At first, I wondered why we didn't see more maple syrup-based alcoholic beverages. Seems like a pretty great source for fermentables and flavor. Then I priced out a 5 gallon batch of maple wine and realized that maple syrup (the good stuff, why bother with the commercial bland crap you get a Trader Joe's) is *spendy*. Getting it for free or cheap would be pretty awesome.
Maple syrup is also pretty fantastic just by itself- mix enough into water (depends on the syrup, so you have to measure) to get about 1.075 OG (or higher), and ferment it either with a clean ale yeast or a champagne yeast. Gets all dry and woody, without needing oaking. Something that's on my to-do list is make a maple fortified wine- you can theoretically distill some of your maple wine and add it to another batch that's mid-ferment, catching it at 1.020 or 1.025 gravity. The increase in alcohol will stun/kill the yeast, leaving a strong but still syrupy and sweet drink. That's more or less how they make port. Of course, I can't distill at home, so this is a "maybe-someday" kind of project.

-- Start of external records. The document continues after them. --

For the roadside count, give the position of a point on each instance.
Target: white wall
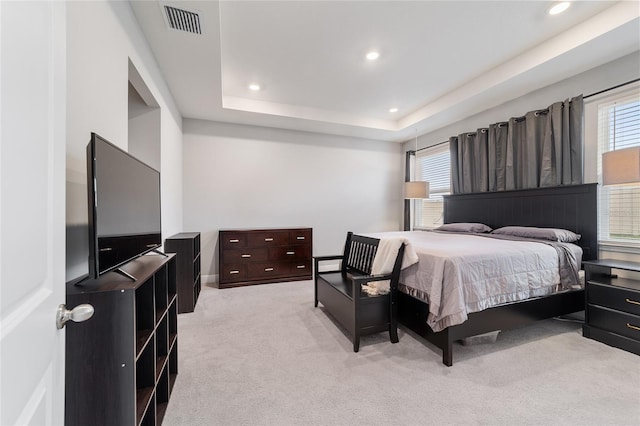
(253, 177)
(101, 39)
(595, 80)
(600, 78)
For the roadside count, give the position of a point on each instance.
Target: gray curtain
(542, 148)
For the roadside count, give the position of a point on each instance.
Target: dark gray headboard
(572, 207)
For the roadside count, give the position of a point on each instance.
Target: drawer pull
(633, 327)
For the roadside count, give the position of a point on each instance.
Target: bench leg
(447, 354)
(315, 293)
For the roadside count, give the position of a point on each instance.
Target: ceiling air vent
(183, 20)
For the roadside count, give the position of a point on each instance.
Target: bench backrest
(359, 252)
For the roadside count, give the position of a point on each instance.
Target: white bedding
(458, 273)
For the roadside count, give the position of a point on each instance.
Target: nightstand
(612, 304)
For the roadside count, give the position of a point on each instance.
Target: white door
(32, 211)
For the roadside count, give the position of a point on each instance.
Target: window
(433, 166)
(619, 205)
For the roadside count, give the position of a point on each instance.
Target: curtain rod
(584, 97)
(611, 88)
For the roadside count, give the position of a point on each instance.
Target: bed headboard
(572, 207)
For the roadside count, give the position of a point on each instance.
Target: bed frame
(572, 207)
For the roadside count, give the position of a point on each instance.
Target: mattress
(460, 273)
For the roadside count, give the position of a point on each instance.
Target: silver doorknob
(78, 314)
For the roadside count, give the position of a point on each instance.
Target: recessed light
(559, 8)
(372, 56)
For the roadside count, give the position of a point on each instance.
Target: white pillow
(551, 234)
(464, 227)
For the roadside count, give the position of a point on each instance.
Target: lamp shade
(621, 166)
(416, 189)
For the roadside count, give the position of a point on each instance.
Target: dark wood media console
(186, 245)
(121, 364)
(261, 256)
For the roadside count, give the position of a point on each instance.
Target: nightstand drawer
(617, 322)
(244, 255)
(614, 297)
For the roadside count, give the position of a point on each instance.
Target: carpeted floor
(263, 355)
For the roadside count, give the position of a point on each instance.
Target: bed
(571, 207)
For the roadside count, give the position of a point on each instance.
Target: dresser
(259, 256)
(612, 304)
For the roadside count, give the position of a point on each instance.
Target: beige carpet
(263, 355)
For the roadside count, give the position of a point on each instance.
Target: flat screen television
(124, 207)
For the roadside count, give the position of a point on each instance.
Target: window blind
(619, 205)
(434, 166)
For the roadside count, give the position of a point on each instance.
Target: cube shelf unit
(186, 245)
(122, 363)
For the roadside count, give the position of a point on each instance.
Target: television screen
(124, 206)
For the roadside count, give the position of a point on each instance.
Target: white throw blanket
(384, 261)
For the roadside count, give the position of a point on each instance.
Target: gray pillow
(552, 234)
(464, 227)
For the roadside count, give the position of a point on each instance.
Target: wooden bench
(340, 291)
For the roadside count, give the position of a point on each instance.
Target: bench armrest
(368, 278)
(318, 259)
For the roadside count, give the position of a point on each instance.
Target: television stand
(125, 274)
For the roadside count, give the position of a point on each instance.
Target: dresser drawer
(615, 321)
(267, 270)
(614, 297)
(232, 240)
(244, 255)
(298, 269)
(300, 236)
(268, 238)
(232, 272)
(289, 253)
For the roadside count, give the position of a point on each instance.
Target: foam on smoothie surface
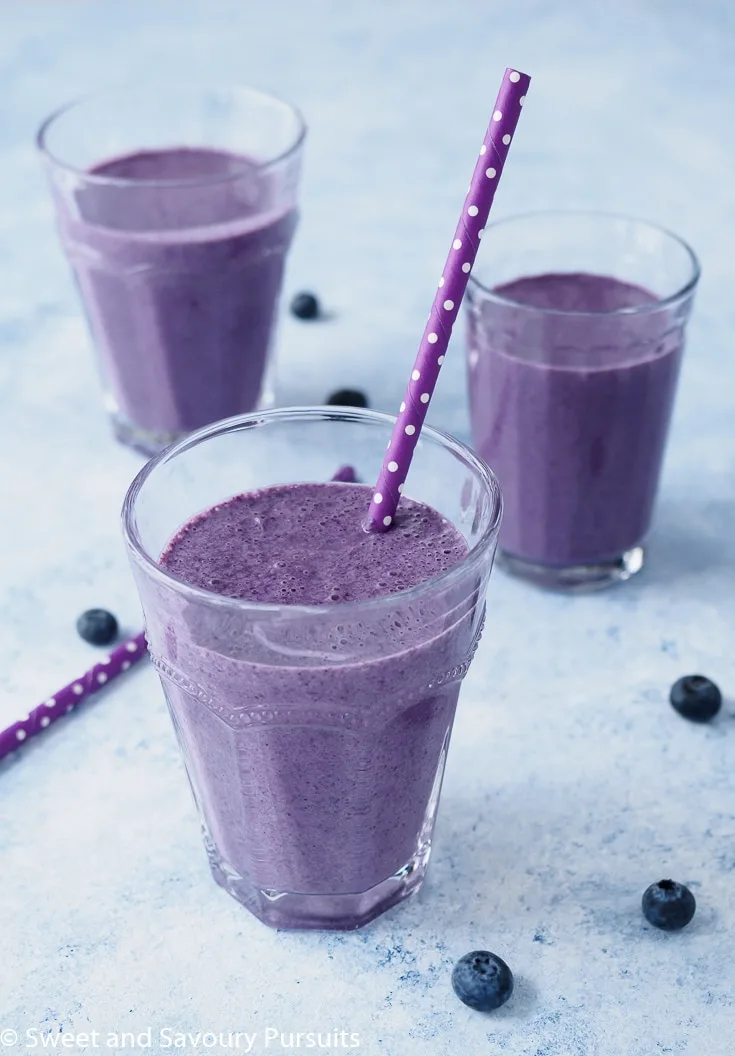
(304, 544)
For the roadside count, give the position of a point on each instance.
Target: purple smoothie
(180, 281)
(316, 749)
(570, 404)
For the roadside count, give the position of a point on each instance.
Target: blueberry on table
(305, 306)
(482, 980)
(696, 698)
(668, 905)
(346, 397)
(97, 626)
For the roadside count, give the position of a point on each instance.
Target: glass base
(576, 579)
(150, 442)
(336, 912)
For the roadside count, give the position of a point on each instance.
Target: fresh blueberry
(346, 397)
(668, 905)
(97, 626)
(305, 306)
(696, 698)
(482, 980)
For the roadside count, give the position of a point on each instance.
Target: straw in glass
(444, 310)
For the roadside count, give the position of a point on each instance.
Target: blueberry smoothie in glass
(177, 247)
(572, 376)
(312, 668)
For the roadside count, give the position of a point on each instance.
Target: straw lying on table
(448, 299)
(96, 678)
(66, 699)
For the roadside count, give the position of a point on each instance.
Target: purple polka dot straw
(68, 698)
(444, 310)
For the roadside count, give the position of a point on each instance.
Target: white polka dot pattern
(75, 693)
(448, 298)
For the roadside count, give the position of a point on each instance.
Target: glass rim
(150, 566)
(491, 295)
(184, 87)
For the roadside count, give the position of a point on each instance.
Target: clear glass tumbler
(176, 206)
(315, 737)
(576, 335)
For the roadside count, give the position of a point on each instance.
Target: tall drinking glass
(315, 737)
(576, 334)
(176, 206)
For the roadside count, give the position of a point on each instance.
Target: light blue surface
(571, 785)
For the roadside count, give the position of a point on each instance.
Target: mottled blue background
(571, 785)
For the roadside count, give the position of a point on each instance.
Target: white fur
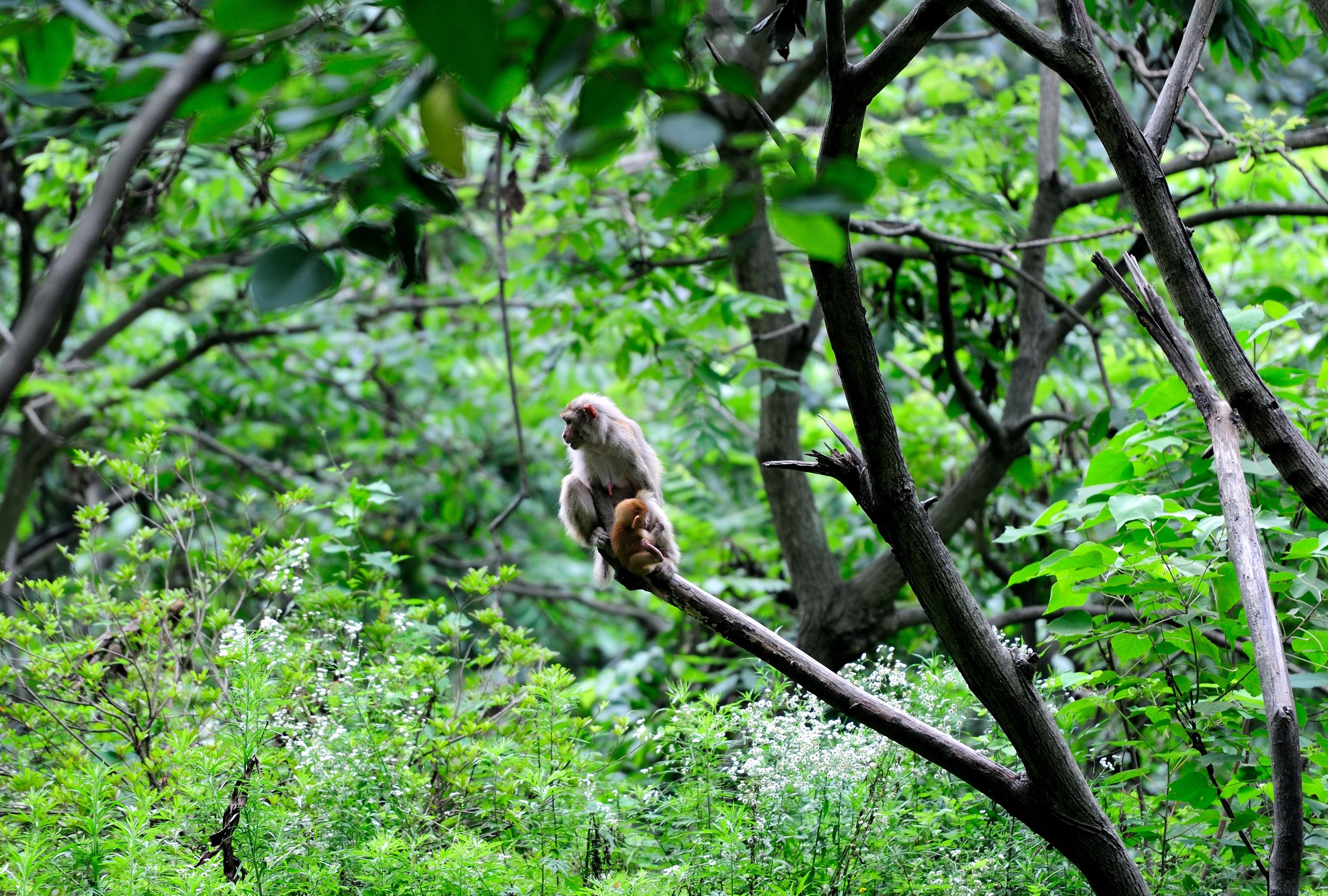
(613, 455)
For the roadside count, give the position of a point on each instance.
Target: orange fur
(631, 538)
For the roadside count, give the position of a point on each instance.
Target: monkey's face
(580, 425)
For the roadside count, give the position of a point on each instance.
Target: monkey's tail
(603, 573)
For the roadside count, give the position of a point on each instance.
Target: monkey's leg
(577, 510)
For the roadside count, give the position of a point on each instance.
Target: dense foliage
(259, 630)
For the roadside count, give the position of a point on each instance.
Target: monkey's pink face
(573, 435)
(577, 422)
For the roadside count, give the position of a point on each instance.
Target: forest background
(294, 298)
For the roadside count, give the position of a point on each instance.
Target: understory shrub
(201, 712)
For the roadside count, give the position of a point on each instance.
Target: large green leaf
(820, 236)
(290, 275)
(48, 51)
(463, 35)
(249, 17)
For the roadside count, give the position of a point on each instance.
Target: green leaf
(1022, 472)
(1194, 788)
(820, 236)
(1072, 623)
(1228, 588)
(1162, 397)
(290, 275)
(1109, 465)
(563, 52)
(264, 78)
(367, 239)
(606, 99)
(850, 180)
(691, 192)
(735, 79)
(738, 209)
(48, 51)
(142, 81)
(1064, 594)
(463, 35)
(217, 124)
(1131, 647)
(1027, 574)
(690, 132)
(443, 124)
(250, 17)
(1131, 508)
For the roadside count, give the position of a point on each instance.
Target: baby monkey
(637, 527)
(609, 456)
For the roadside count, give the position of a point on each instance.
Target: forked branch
(1246, 555)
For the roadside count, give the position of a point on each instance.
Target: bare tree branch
(965, 392)
(1002, 785)
(156, 298)
(1297, 140)
(1246, 555)
(63, 283)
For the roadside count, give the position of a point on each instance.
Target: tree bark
(1001, 680)
(1022, 796)
(1246, 555)
(1144, 181)
(60, 289)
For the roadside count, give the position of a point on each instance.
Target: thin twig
(501, 257)
(756, 107)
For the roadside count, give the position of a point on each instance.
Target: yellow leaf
(443, 128)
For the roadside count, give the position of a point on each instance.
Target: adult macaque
(642, 538)
(607, 450)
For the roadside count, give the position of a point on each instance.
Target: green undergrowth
(197, 712)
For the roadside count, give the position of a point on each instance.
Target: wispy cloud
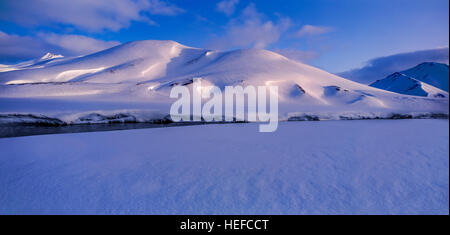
(14, 48)
(298, 55)
(88, 15)
(311, 30)
(227, 6)
(250, 29)
(381, 67)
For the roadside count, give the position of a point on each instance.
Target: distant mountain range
(427, 79)
(139, 75)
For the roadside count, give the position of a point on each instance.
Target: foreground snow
(332, 167)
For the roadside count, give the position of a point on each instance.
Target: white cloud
(88, 15)
(14, 48)
(250, 29)
(381, 67)
(311, 30)
(227, 6)
(77, 44)
(298, 55)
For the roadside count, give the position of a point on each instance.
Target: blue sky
(330, 34)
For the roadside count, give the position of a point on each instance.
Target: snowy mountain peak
(404, 84)
(145, 71)
(432, 73)
(50, 56)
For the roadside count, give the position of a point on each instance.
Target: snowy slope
(331, 167)
(435, 74)
(404, 84)
(37, 63)
(141, 73)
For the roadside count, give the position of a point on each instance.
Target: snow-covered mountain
(140, 74)
(36, 63)
(435, 74)
(427, 79)
(404, 84)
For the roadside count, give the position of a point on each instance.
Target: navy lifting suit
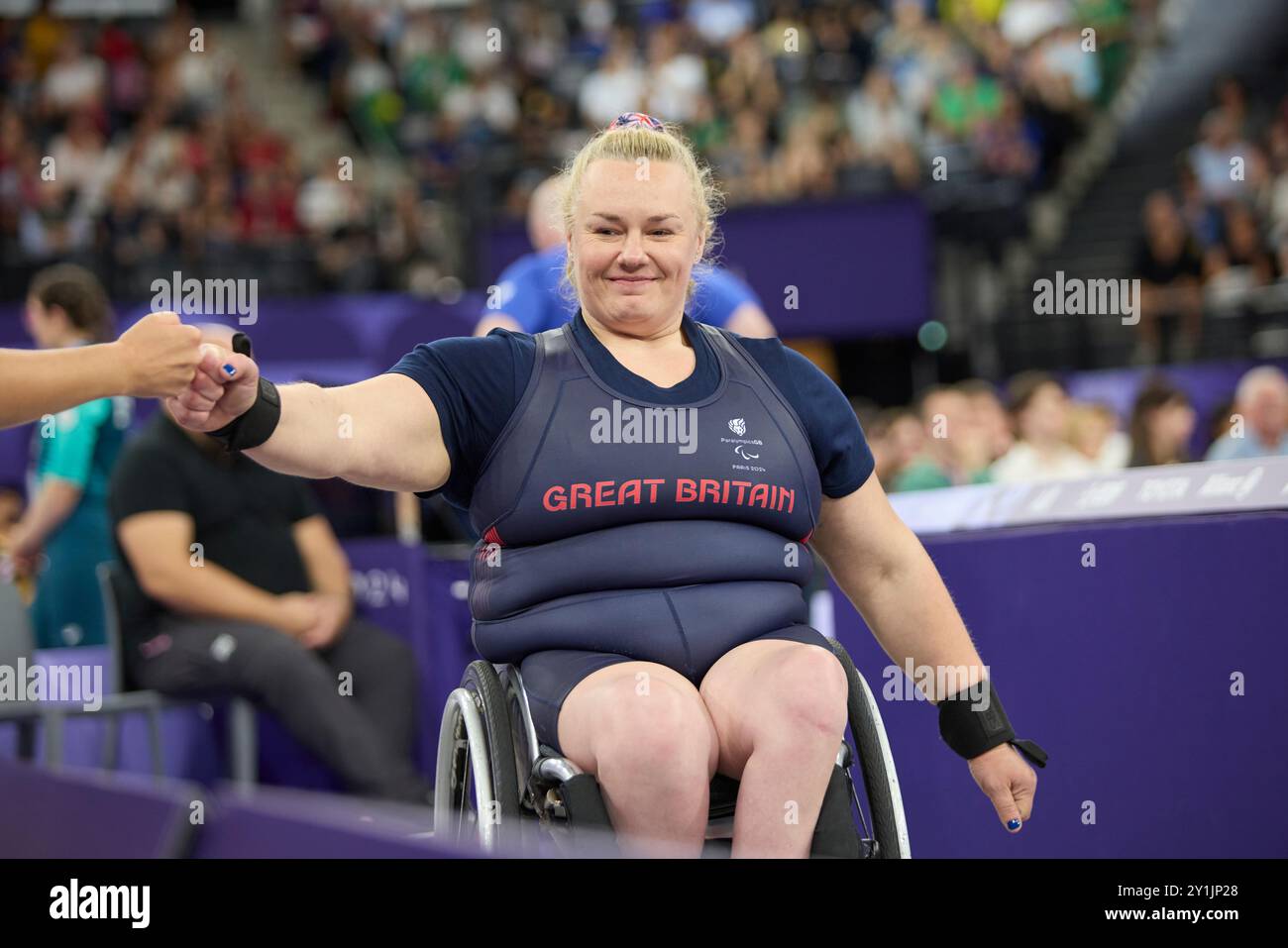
(618, 530)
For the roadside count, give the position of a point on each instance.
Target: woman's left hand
(1009, 782)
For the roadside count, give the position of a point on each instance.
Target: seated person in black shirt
(237, 583)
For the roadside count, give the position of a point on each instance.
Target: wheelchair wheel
(477, 788)
(880, 781)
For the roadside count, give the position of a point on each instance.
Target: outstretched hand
(224, 386)
(1009, 782)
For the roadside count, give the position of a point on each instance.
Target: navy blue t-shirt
(476, 382)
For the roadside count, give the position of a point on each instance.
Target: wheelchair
(497, 789)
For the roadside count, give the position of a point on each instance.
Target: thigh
(629, 700)
(750, 686)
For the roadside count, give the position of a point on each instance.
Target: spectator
(1261, 417)
(1214, 156)
(1162, 421)
(1094, 432)
(897, 438)
(1239, 264)
(883, 132)
(954, 450)
(1170, 270)
(675, 80)
(616, 86)
(1039, 412)
(73, 454)
(236, 583)
(990, 416)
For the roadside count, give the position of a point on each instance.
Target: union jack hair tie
(630, 120)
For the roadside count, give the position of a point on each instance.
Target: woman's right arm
(382, 432)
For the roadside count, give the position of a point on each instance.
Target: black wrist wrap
(970, 725)
(256, 425)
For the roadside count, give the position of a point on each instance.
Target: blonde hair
(635, 143)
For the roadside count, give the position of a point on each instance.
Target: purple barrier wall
(88, 814)
(862, 268)
(1124, 674)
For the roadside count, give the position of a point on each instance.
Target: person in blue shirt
(65, 531)
(1261, 399)
(529, 298)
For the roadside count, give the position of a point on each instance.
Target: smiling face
(632, 244)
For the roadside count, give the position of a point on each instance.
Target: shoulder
(467, 352)
(82, 416)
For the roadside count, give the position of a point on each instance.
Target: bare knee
(655, 733)
(807, 694)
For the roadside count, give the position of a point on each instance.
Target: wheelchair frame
(487, 743)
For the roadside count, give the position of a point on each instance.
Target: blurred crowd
(128, 151)
(970, 433)
(1216, 243)
(786, 99)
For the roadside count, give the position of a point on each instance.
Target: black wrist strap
(971, 724)
(257, 424)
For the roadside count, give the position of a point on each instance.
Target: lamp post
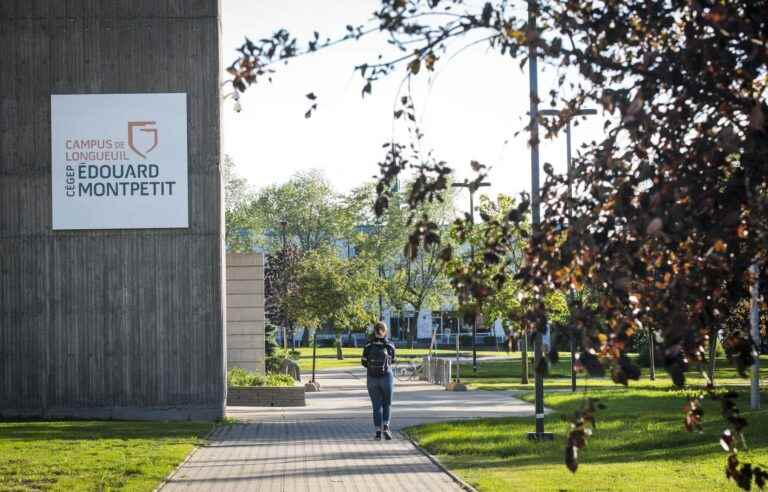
(283, 227)
(569, 167)
(754, 321)
(472, 187)
(533, 7)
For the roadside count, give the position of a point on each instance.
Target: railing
(437, 371)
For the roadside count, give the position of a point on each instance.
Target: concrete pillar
(109, 323)
(245, 311)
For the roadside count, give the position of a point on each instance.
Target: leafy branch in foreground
(670, 207)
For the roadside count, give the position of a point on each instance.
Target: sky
(469, 109)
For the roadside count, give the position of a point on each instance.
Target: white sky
(477, 102)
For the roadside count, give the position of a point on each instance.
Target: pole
(754, 318)
(524, 359)
(569, 170)
(458, 348)
(314, 355)
(472, 255)
(569, 166)
(651, 356)
(283, 225)
(535, 207)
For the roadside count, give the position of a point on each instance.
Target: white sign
(119, 161)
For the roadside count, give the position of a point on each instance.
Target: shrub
(240, 377)
(275, 379)
(274, 360)
(326, 342)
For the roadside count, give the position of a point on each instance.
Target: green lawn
(326, 356)
(639, 444)
(90, 455)
(505, 375)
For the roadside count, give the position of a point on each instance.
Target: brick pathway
(329, 446)
(308, 457)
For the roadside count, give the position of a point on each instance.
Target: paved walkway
(328, 445)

Generally, it's a lot of simple sugars and some flavors in there. Like honey, if you add it to the primary, it will ferment away almost completely, leaving behind the pleasant astringent woody flavors in the syrup but not much of the sweetness.
Using it as a priming sugar will leave a bit more residual sweetness in it, but limits how much you can put in. Similar to honey as well; you will want to pasteurize it a bit (unless you're getting it straight out of the boiler from the syrup farm you lucky somnabeech). I'd consider tossing it in at about 10 minutes from knockout. Don't want too many of those great aromatics to go away.